Always Outnumbered, Always Outgunned is a 1997 crime novel by American author Walter Mosley. It is split into fourteen chapters, each with its own plot arc, that together comprise a larger narrative about Socrates Fortlow, an ex-convict who struggles to live a moral life in Los Angeles. The novel takes place during 1995 and 1996 in the southern low-income neighborhood of Watts. Fortlow, now fifty-eight, served about half of his life in an Indiana prison for a double homicide; he is on his eighth year of freedom. Still, he is burdened by guilt and remorse, as well as feelings of profound loss for the lives he might have lived.
Always Outnumbered, Always Outgunned humanizes the ex-convict experience, demonstrating its protagonist’s unflagging resilience and positive attitude as he strives to make meaning out of what remains of his life.
Fortlow’s life in Los Angeles begins right after he is released from prison. He picks the city because he has never lived there, nor does he know anyone there. He hopes to create a blank slate for himself, knowing that his own tendency to solve problems with violence might still defeat him. In the first several chapters, Fortlow makes a living by picking up recyclable detritus from the streets and turning it in for cash. Eventually, he is hired at a grocery store. Fortlow soon finds that his primary challenge is not his own temperament, but rather the debilitating guilt and anger he holds against himself. His guilt exacerbates an insecurity that makes him especially vulnerable to racism and poverty, compelling him to rationalize his disenfranchisement.
Each of the chapters pivots on a central conflict, and Fortlow ultimately pulls through it by following a disciplined moral code. At the same time, he is presented with challenges unlike those he overcame in prison, or in his youth before his incarceration. They range from protecting his community against a criminal to learning to peacefully resist acts of racism. Fortlow, as a black man in a country with a broken criminal justice system, deeply distrusts the local police and deftly evades their antagonism. In the process, he occasionally chooses to break the law rather than succumb to police oppression. Though he instinctively knows that he has made the right decision and that moral matters are never black and white, he cannot help but believe that he remains a bad person. Mosley reveals through his narrative voice, and through Fortlow’s action, that he is a good person, even if the protagonist tragically never comes to realize it.
Though he is mostly a solitary man, Fortlow develops friendships with several people who help him pull through during hard times. Most central among these is Darryl, a boy on the cusp of middle school who kills another boy his age. To Fortlow, Darryl’s struggle resembles his own, and he tries to mentor him to save him from a similar fate. Ultimately, Fortlow succeeds in keeping Darryl out of trouble.
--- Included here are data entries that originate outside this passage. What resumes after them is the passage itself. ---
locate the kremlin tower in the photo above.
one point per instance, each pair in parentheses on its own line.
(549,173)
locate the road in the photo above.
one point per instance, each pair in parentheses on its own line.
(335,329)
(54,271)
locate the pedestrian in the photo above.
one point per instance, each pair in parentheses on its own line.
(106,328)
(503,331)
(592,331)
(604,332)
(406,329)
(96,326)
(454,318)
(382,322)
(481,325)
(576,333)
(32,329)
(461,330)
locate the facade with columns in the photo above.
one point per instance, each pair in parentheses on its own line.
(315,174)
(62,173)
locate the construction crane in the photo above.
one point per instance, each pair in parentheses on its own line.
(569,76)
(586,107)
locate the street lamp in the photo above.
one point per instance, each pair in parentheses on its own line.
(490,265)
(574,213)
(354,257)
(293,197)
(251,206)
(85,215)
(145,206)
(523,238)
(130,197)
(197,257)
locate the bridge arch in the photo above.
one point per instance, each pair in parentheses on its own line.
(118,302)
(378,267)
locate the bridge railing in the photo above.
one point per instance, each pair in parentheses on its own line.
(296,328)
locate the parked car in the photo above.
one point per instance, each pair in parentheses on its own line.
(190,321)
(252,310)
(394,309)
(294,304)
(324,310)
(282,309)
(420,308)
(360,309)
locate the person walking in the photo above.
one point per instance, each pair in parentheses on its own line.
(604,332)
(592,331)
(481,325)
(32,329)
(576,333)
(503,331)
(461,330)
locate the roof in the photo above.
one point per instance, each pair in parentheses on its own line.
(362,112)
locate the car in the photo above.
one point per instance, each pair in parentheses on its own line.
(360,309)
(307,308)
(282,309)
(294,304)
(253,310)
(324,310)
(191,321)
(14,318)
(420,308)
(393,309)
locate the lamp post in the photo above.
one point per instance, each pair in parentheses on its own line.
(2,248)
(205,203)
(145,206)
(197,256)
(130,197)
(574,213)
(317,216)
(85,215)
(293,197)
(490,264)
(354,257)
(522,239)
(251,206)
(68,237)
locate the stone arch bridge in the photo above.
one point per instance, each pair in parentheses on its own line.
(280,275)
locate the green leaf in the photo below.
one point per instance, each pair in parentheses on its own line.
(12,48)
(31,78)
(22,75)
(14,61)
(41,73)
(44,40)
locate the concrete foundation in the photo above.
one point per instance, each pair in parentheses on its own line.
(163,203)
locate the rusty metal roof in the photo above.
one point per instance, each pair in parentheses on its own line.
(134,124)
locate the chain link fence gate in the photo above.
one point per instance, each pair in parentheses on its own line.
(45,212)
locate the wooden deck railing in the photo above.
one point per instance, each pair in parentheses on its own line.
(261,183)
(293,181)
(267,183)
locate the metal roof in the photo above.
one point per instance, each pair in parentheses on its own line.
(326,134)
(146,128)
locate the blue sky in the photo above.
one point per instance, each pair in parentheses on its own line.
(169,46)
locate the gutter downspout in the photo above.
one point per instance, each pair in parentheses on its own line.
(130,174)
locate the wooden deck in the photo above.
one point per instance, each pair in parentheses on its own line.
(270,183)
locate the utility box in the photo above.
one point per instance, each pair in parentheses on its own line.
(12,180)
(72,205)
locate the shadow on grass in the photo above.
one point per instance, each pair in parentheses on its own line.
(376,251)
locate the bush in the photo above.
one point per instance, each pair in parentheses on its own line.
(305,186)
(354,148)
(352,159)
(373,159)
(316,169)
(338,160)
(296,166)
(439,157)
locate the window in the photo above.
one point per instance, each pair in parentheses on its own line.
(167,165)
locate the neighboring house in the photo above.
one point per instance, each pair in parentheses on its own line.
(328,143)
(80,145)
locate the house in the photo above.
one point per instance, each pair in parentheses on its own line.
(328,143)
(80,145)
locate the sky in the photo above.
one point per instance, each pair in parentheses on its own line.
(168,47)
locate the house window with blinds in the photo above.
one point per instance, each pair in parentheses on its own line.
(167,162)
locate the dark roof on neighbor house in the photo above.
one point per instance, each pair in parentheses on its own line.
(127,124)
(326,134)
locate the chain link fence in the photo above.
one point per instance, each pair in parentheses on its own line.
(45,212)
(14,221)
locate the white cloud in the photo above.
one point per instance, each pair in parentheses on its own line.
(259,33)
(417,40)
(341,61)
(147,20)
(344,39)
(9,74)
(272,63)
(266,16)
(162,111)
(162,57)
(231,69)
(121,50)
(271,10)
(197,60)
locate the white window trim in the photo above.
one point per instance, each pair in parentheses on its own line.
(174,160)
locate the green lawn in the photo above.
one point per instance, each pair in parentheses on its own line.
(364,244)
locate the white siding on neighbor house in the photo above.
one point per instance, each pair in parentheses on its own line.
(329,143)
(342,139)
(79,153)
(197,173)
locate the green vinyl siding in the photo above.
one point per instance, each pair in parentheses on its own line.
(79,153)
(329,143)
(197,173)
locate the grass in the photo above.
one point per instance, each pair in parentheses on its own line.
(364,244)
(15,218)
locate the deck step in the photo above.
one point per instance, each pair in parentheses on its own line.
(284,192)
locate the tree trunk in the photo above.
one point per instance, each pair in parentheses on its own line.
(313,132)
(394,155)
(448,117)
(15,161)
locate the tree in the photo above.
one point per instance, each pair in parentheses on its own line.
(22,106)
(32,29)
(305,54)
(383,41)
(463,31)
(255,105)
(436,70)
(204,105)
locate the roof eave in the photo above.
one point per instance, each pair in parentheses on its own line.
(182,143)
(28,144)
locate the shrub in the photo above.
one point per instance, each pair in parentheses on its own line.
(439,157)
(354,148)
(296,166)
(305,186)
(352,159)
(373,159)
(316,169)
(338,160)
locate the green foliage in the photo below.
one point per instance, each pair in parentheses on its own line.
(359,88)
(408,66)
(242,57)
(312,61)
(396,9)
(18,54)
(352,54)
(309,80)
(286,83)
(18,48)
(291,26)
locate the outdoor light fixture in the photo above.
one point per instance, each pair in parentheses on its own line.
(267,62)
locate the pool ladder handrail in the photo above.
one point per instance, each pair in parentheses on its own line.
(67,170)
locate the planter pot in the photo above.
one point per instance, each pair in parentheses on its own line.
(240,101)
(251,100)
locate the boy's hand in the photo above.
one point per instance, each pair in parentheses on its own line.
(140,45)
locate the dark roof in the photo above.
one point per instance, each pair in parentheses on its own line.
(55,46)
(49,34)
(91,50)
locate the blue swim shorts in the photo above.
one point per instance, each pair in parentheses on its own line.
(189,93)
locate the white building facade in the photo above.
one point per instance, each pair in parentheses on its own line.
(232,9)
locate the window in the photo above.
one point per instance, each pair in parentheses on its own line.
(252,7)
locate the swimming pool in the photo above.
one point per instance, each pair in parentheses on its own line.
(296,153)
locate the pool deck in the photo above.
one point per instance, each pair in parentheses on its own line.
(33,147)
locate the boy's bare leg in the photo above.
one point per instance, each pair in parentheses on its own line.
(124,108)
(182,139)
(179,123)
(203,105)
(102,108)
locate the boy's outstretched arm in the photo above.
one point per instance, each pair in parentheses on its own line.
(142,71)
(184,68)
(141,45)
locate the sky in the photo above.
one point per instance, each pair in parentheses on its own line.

His evolution from murderer to mentor completes his moral evolution and gives him a feeling of security and self-love that he never found in his youth or in jail. The novel ends, as Fortlow looks forward to improving himself further.
Always Outnumbered, Always Outgunned acknowledges the truth value of its own title: criminality is a destructive and overwhelming force. On the other hand, it makes a case for the possibility of extricating oneself totally from a life of guilt and sorrow, demonstrating that even the most seemingly incorrigible people can learn from their actions.